Half term week has just been and gone in a flash with a full compliment of lovely guests over the week enjoying the wonderful sunshine and clear nights. The multitude of children that have stayed this week have enjoyed the freedom to roam the 3 acre meadow which is currently full of buttercups and wild flowers. My dog, Gracie has enjoyed the extra attention with the children playing with her throwing her ball and frisbee. When the sky has been clear its given an excellent view of the international space station as it passes over on a nightly basis. I recently joined a facebook page called Meteor watch and this gives all the details of the time you can view the station as it passes over the earth at a huge speed - on a clear night its visible. Also as its spring there are a multitude of birds and wildlife to be seen for those who are quiet and peaceful.
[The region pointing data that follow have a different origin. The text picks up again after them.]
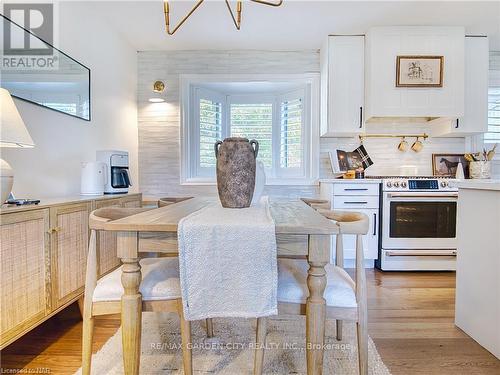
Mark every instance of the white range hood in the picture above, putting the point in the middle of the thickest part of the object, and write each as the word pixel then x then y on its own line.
pixel 384 101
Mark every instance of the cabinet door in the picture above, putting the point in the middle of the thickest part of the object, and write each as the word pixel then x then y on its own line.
pixel 24 271
pixel 69 244
pixel 106 242
pixel 370 241
pixel 475 118
pixel 345 85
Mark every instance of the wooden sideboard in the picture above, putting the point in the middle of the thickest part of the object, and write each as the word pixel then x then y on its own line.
pixel 43 255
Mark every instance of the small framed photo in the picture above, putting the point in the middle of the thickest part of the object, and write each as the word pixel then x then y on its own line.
pixel 419 71
pixel 445 165
pixel 343 161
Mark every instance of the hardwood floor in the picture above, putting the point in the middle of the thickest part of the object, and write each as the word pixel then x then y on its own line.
pixel 410 321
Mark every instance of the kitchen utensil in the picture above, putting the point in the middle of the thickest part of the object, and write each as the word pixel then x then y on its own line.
pixel 480 169
pixel 491 153
pixel 236 171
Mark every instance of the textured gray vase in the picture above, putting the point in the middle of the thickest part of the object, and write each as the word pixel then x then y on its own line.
pixel 236 171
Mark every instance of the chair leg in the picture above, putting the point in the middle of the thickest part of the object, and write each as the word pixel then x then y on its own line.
pixel 260 342
pixel 87 338
pixel 210 327
pixel 362 333
pixel 187 355
pixel 339 329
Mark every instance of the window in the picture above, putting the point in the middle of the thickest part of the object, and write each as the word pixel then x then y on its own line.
pixel 493 135
pixel 277 115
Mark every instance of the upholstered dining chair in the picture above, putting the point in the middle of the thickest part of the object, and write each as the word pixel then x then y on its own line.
pixel 345 298
pixel 160 289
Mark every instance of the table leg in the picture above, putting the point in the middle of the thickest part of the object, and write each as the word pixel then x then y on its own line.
pixel 131 301
pixel 316 306
pixel 131 315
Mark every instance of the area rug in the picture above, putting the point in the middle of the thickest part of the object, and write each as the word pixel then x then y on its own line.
pixel 231 351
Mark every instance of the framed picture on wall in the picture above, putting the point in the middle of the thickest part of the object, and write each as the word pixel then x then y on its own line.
pixel 419 71
pixel 445 165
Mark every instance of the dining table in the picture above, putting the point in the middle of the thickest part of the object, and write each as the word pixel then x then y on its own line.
pixel 301 232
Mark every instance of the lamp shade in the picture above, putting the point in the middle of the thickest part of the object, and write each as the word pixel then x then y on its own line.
pixel 13 132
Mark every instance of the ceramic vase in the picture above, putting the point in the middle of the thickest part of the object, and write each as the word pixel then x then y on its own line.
pixel 236 171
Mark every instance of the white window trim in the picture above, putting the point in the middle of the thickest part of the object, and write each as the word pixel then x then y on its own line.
pixel 310 80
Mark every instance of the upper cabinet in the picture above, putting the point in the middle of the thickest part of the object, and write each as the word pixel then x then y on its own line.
pixel 383 99
pixel 342 86
pixel 475 118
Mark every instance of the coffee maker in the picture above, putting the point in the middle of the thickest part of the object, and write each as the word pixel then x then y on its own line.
pixel 117 174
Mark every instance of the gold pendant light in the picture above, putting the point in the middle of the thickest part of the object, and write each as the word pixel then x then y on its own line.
pixel 236 19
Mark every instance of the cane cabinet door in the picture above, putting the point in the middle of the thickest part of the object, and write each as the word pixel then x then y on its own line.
pixel 69 230
pixel 24 272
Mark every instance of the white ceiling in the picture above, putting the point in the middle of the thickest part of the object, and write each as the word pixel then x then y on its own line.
pixel 293 26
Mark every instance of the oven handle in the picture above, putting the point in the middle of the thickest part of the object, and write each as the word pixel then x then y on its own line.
pixel 421 252
pixel 402 195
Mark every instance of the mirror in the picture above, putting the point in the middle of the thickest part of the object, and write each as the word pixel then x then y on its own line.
pixel 43 75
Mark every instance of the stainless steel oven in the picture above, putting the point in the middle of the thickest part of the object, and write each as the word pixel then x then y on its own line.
pixel 419 218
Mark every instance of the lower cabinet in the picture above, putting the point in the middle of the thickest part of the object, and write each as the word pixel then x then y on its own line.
pixel 43 257
pixel 69 247
pixel 24 272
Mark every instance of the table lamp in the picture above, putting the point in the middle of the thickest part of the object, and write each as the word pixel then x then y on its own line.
pixel 13 133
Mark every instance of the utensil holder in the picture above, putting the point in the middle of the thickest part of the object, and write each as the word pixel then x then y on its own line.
pixel 480 169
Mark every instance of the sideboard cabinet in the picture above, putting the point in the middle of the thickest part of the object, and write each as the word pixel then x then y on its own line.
pixel 43 254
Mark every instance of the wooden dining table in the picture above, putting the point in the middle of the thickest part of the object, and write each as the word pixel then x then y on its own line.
pixel 301 232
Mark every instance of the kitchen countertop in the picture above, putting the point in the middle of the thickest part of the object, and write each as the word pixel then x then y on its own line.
pixel 480 184
pixel 350 181
pixel 48 202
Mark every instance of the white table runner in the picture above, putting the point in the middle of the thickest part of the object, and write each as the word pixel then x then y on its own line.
pixel 228 262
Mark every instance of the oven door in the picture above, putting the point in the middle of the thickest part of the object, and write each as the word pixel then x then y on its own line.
pixel 419 220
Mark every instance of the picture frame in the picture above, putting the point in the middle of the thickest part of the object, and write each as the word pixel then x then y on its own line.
pixel 343 161
pixel 445 165
pixel 419 71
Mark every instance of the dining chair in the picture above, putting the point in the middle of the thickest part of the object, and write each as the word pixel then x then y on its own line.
pixel 162 202
pixel 160 289
pixel 345 298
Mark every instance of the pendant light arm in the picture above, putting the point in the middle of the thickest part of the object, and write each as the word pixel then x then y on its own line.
pixel 237 19
pixel 166 11
pixel 268 2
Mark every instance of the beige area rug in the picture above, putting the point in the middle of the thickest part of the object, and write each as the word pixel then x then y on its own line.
pixel 231 351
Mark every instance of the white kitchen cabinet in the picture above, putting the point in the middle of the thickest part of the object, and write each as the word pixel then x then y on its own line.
pixel 475 118
pixel 384 99
pixel 342 85
pixel 356 197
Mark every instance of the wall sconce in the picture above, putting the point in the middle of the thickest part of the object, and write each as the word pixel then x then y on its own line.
pixel 158 89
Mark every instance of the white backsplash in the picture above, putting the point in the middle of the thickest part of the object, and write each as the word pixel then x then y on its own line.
pixel 383 151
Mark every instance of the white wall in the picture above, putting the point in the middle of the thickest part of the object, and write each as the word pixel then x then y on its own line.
pixel 52 168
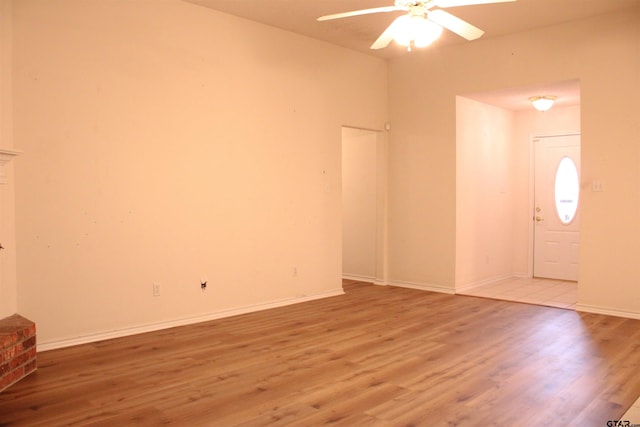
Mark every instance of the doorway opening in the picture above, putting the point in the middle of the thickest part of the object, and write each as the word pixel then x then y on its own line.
pixel 364 192
pixel 495 224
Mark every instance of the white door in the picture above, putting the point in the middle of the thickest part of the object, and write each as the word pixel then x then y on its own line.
pixel 557 214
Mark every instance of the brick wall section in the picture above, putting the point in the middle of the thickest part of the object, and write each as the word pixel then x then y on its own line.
pixel 17 349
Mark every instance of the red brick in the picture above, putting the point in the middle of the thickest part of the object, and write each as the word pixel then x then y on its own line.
pixel 30 367
pixel 29 342
pixel 17 349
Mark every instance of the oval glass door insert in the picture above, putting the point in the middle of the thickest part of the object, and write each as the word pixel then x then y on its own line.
pixel 567 190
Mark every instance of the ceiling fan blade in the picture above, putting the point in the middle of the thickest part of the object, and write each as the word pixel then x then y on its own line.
pixel 455 24
pixel 360 12
pixel 386 37
pixel 456 3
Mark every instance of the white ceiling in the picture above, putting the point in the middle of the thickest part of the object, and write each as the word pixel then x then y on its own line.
pixel 359 32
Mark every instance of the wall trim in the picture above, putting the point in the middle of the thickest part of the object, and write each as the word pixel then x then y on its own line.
pixel 157 326
pixel 478 283
pixel 607 311
pixel 423 287
pixel 359 278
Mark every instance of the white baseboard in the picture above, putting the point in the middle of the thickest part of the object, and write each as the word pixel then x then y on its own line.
pixel 472 285
pixel 423 287
pixel 607 311
pixel 359 278
pixel 101 336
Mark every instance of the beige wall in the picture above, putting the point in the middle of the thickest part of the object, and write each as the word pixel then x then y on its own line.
pixel 165 142
pixel 603 54
pixel 485 199
pixel 8 288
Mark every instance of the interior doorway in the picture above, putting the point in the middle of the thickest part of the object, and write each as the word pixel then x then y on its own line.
pixel 363 204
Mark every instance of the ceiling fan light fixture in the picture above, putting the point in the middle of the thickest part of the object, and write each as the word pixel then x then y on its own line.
pixel 416 30
pixel 542 102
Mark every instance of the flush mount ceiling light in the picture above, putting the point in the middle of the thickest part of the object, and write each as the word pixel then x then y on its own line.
pixel 415 30
pixel 542 103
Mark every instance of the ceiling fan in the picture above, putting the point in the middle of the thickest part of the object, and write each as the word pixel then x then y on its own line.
pixel 422 24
The picture above is of one of the foxes that visit our garden on a daily/nightly basis. Its quite unusual for foxes to be seen during daylight hours and this tells me that they probably have cubs and are therefore searching for food more regularly and taking more risks in order to feed their family. I am of the opinion that as long as they are not taking my poultry or attempting to then I am happy to see them. The pair of foxes that visit at night like to hoover up any remaining bird seed or nuts that I put out during the day for the wild birds that visit my garden. These pictures are taking with an Apeman trail camera.
May bank holiday is a lovely time of year, the spring flowers are in bloom, bluebells fill the local woods,wild garlic is rife in our fields and hedges and the orchard is full of apple blossom. This week has been cool but dry with plenty of sunshine and opportunities to see the Eta Aquarids meteor showers at the camp. We have recently relocated the position of the Plym yurt and planted around 100 trees, all native species to surround it and provide some screening and privacy. The spot where the Plym yurt used to be is going to be the location of our new "field kitchen" and this will provide a canopied area for our guests to use when the weather is too hot, too cold, too wet, too windy, too busy or any other reason. I cant wait for it to be finally finished - and will post the great unveiling soon! This week has had a couple of nights with no guests in the camp so I took the opportunity to place the pro stalk camera at the camp just to see what nightime wildlife was about. As you can see from the above picture there are plenty of rabbits at the camp, including this one, which is black! Probably an escapee from a domestic pet rabbit.
The School Easter holidays are upon us and it's very busy at the camp. I have taken quite a few enquiries this week from guests asking about bringing their dog. We are unable to accept dogs for quite a few reasons and we hope that our guests fully understand. Firstly we have livestock in fields that surround the camp and if a pet is not used to rural life, then the potential to worry the stock is massive. There are also no facilities for a pet dog to sleep in a yurt. With a wood burning stove, the potential for injury is massive particularly if a dog is not used to a stove. I am a dog lover myself and we own a lovely dog too, so we are very conscious of the needs that dogs can make on their owners. Just this week at a caravan site in Cornwall a young boy has been killed by a pet dog in a caravan - such a sad tale and reaffirms just one of the many reasons why I don't allow pets on our site. I am so sorry to those people that wont come and stay with us because of this, however its one of those things that we are certain about. So please understand the reasons why pets are not allowed to stay at our camp and enjoy your holiday.